Ciemne wieki - odc.14


------------------------------------------------------------------------------------------------
Krystyna z Dagmarą utknęły przy badaniu architektury ukazanej im przez Dorotę i na razie zarzuciły film. Wydrukowały mapy i zdjęcia budynków i ruszyły w miasto badać, czy to rzeczywiście Warszawa, czy może inna miejscowość.
Znalezienie potwierdzenia okazało się niełatwym zadaniem, ponieważ stolica około 200 lat temu została przebudowana. Zlikwidowano wszystkie ruiny, uznając, że to miasto zasłużyło na nowy wizerunek i odcięcie się od mrocznej przeszłości. Ale mostów na szczęście nie przestawiano. Najważniejsze było ustalenie, którym ona przyjeżdżała.
- Powinnyśmy zrobić mapę sugerowanych tras, którymi Dorota mogła jeździć - stwierdziła zmęczona kilkugodzinnym chodzeniem Krystyna.
- Ma pani rację. A pan profesor Reka mówił nam, żebyśmy nie działały pochopnie.
- Jak zwykle go zbyłam - powiedziała Krystyna - będzie miał teraz powód do śmiania się z nas. Nawet nie będzie nam współczuł.
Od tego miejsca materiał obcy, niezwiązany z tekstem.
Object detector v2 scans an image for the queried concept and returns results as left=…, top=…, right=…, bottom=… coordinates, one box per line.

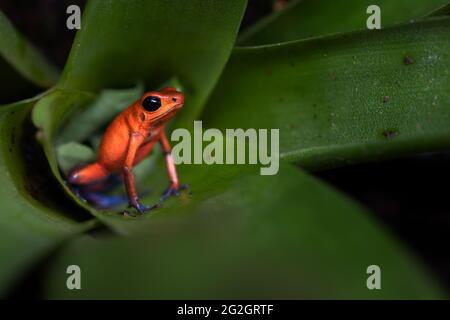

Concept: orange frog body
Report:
left=68, top=87, right=186, bottom=212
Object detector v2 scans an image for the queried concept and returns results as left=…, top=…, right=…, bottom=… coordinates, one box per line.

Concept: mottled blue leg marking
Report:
left=83, top=191, right=128, bottom=209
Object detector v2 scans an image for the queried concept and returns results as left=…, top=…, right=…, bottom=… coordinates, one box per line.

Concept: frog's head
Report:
left=138, top=87, right=184, bottom=124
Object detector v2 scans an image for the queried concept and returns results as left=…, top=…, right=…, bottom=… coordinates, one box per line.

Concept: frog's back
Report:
left=97, top=110, right=130, bottom=172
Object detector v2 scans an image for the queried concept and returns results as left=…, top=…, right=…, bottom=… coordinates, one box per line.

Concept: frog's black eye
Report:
left=142, top=96, right=161, bottom=111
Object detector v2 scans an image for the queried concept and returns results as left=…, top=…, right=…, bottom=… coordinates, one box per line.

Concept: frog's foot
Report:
left=159, top=184, right=189, bottom=202
left=129, top=198, right=161, bottom=214
left=82, top=192, right=128, bottom=209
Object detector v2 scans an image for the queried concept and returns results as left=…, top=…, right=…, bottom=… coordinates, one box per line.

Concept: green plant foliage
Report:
left=238, top=0, right=449, bottom=45
left=0, top=100, right=92, bottom=296
left=0, top=0, right=450, bottom=299
left=59, top=0, right=246, bottom=126
left=46, top=165, right=443, bottom=299
left=202, top=18, right=450, bottom=169
left=0, top=11, right=58, bottom=103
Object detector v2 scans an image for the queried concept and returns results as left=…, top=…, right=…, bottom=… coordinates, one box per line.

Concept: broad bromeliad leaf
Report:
left=238, top=0, right=449, bottom=45
left=0, top=11, right=58, bottom=104
left=46, top=164, right=444, bottom=299
left=202, top=18, right=450, bottom=169
left=59, top=0, right=250, bottom=123
left=0, top=99, right=92, bottom=296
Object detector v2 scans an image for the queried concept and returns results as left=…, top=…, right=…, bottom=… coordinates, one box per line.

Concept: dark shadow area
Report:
left=315, top=152, right=450, bottom=288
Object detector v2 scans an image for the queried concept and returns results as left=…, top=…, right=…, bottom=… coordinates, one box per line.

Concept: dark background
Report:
left=0, top=0, right=450, bottom=296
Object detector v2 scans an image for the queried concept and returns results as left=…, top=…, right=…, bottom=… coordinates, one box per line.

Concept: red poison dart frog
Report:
left=68, top=87, right=187, bottom=213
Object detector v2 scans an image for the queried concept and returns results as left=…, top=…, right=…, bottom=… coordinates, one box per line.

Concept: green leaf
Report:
left=0, top=11, right=59, bottom=103
left=238, top=0, right=449, bottom=45
left=46, top=164, right=444, bottom=299
left=59, top=0, right=246, bottom=125
left=202, top=18, right=450, bottom=169
left=0, top=100, right=92, bottom=296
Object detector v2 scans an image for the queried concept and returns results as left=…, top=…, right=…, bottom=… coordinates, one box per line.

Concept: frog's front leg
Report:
left=159, top=131, right=189, bottom=202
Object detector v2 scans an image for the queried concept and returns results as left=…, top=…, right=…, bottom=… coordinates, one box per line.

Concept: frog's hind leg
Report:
left=68, top=163, right=128, bottom=209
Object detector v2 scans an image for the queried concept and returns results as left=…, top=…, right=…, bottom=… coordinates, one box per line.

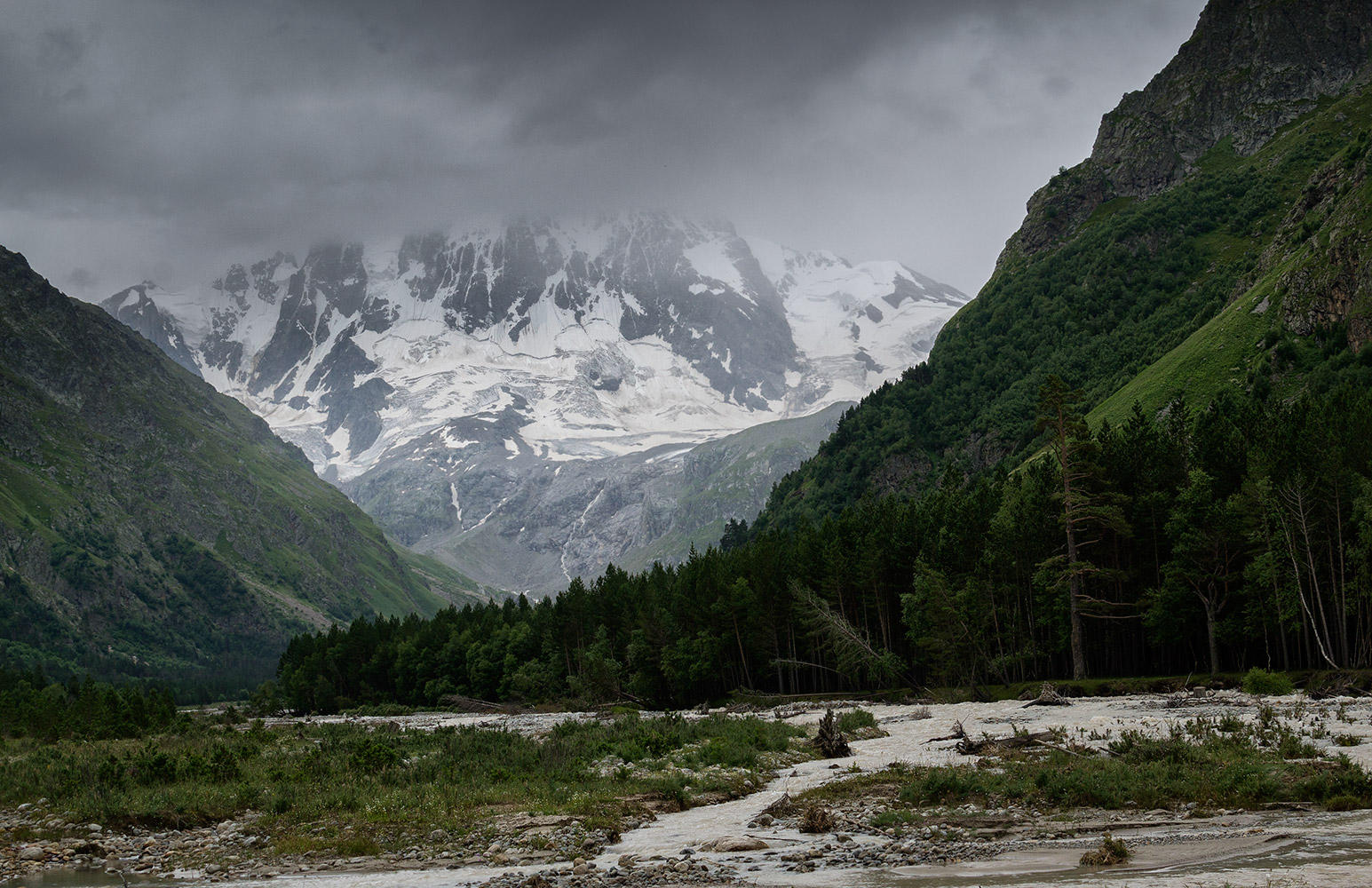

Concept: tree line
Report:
left=270, top=377, right=1372, bottom=711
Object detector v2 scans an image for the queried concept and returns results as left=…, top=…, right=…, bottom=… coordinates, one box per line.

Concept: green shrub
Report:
left=838, top=710, right=876, bottom=734
left=348, top=739, right=400, bottom=774
left=1243, top=667, right=1294, bottom=696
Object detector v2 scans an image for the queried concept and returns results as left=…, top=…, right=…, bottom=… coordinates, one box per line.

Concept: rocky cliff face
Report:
left=997, top=0, right=1372, bottom=267
left=104, top=213, right=967, bottom=591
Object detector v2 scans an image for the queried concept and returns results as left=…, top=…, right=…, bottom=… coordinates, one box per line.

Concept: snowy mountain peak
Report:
left=104, top=213, right=967, bottom=480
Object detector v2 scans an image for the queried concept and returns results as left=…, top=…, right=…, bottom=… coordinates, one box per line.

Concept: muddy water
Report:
left=16, top=694, right=1372, bottom=888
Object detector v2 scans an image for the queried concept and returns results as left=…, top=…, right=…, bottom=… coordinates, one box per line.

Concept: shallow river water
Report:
left=11, top=692, right=1372, bottom=888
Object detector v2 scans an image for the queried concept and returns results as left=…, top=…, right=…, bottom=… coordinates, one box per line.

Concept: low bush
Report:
left=1243, top=667, right=1294, bottom=696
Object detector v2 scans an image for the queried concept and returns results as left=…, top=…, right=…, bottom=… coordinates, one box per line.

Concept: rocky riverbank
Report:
left=8, top=692, right=1372, bottom=888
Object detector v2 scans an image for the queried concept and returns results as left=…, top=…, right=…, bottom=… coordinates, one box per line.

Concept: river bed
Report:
left=4, top=692, right=1372, bottom=888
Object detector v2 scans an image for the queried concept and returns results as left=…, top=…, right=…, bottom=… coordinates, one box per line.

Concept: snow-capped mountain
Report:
left=101, top=213, right=967, bottom=592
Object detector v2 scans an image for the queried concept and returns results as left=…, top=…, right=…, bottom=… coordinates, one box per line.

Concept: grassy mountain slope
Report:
left=758, top=0, right=1372, bottom=527
left=0, top=249, right=461, bottom=687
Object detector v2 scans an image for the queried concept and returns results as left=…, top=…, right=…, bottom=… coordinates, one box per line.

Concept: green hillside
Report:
left=0, top=250, right=461, bottom=689
left=760, top=2, right=1372, bottom=527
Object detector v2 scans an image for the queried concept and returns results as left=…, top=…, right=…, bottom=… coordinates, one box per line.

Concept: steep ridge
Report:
left=103, top=213, right=967, bottom=591
left=760, top=0, right=1372, bottom=527
left=0, top=250, right=469, bottom=689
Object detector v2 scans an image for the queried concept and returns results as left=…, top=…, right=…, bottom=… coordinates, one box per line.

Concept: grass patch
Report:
left=797, top=719, right=1372, bottom=826
left=0, top=712, right=804, bottom=856
left=838, top=710, right=876, bottom=734
left=1243, top=667, right=1295, bottom=696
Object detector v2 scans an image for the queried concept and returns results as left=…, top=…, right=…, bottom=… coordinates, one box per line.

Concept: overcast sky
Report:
left=0, top=0, right=1203, bottom=297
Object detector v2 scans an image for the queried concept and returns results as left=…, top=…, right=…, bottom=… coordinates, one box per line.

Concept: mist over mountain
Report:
left=101, top=213, right=967, bottom=591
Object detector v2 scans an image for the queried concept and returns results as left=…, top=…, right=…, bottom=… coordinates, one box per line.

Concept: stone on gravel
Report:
left=701, top=836, right=770, bottom=852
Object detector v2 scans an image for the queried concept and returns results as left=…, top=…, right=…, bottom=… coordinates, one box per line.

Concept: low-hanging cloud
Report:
left=0, top=0, right=1201, bottom=297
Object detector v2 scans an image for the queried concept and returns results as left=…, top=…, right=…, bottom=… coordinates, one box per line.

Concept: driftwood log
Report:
left=1024, top=682, right=1072, bottom=709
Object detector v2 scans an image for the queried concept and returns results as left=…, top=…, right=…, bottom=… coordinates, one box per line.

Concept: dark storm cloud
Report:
left=0, top=0, right=1199, bottom=297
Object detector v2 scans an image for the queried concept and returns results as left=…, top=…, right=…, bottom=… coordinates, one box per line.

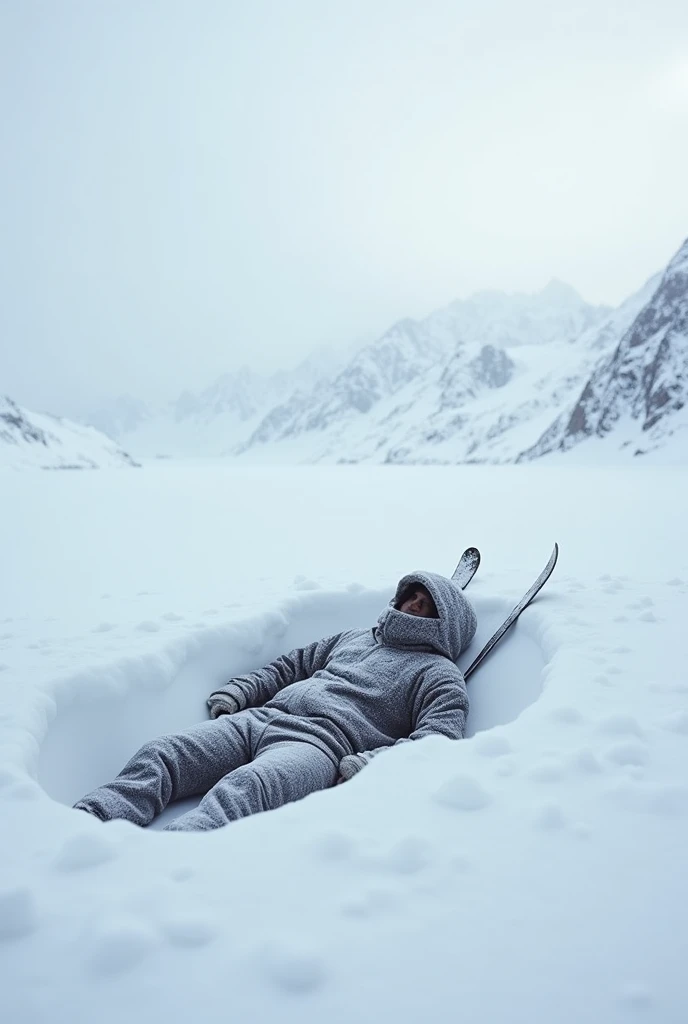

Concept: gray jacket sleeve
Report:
left=208, top=633, right=344, bottom=718
left=339, top=666, right=469, bottom=779
left=409, top=666, right=468, bottom=739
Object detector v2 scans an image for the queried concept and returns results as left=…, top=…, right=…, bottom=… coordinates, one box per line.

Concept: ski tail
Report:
left=460, top=544, right=559, bottom=680
left=452, top=548, right=480, bottom=590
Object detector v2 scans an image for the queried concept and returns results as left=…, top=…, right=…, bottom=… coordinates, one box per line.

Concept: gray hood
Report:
left=376, top=572, right=477, bottom=663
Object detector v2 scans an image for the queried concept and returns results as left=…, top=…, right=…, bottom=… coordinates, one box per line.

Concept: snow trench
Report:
left=36, top=587, right=546, bottom=828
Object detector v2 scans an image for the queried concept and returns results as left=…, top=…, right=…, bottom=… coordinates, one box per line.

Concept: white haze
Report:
left=0, top=0, right=688, bottom=413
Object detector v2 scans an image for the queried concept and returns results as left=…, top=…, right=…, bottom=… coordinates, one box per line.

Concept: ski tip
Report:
left=452, top=548, right=480, bottom=586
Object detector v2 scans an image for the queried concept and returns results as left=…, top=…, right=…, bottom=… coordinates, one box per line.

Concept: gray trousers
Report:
left=74, top=708, right=341, bottom=831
Dagmara uśmiechnęła się lekko do starszej kobiety i powiedziała.
- Możemy wrócić na wykopaliska i przyjąć na siebie drwinę albo spróbować przy kawie i ciastku odtworzyć z pamięci ruchy Doroty.
Krystyna spojrzała na nią ciekawie i powiedziała.
- Jak to jest możliwe? Bez notatek i filmu?
Dagmara uśmiechnęła się jeszcze szerzej.
- Pani profesor nie docenia swoich zdolności.
- A ty je przeceniasz - Krystyna również się uśmiechnęła.
- Ile już miesięcy siedzimy nad filmem i dokumentami. Wałkujemy je z każdej strony, rozmawiamy o tym, żyjemy tymi znaleziskami. Damy radę.
Krystyna nie była do końca przekonana, ale dała się dziewczynie zaprowadzić do cukierni.
Tam od razu przeszły do analizy danych, rysując i opisując je na serwetce.
Dagmarze zajęło to kilka minut, ale nie mogła się do tego przyznać. Dała pierwszeństwo Krystynie, która jako doświadczony naukowiec szybko rekonstruowała trasę. Dziewczyna udawała, że daje się prowadzić w toku myślenia i tylko dwa razy naprowadziła profesor na właściwą ścieżkę. Zrobiła to jednak delikatnie, zadając pytania a nie stwierdzając fakt.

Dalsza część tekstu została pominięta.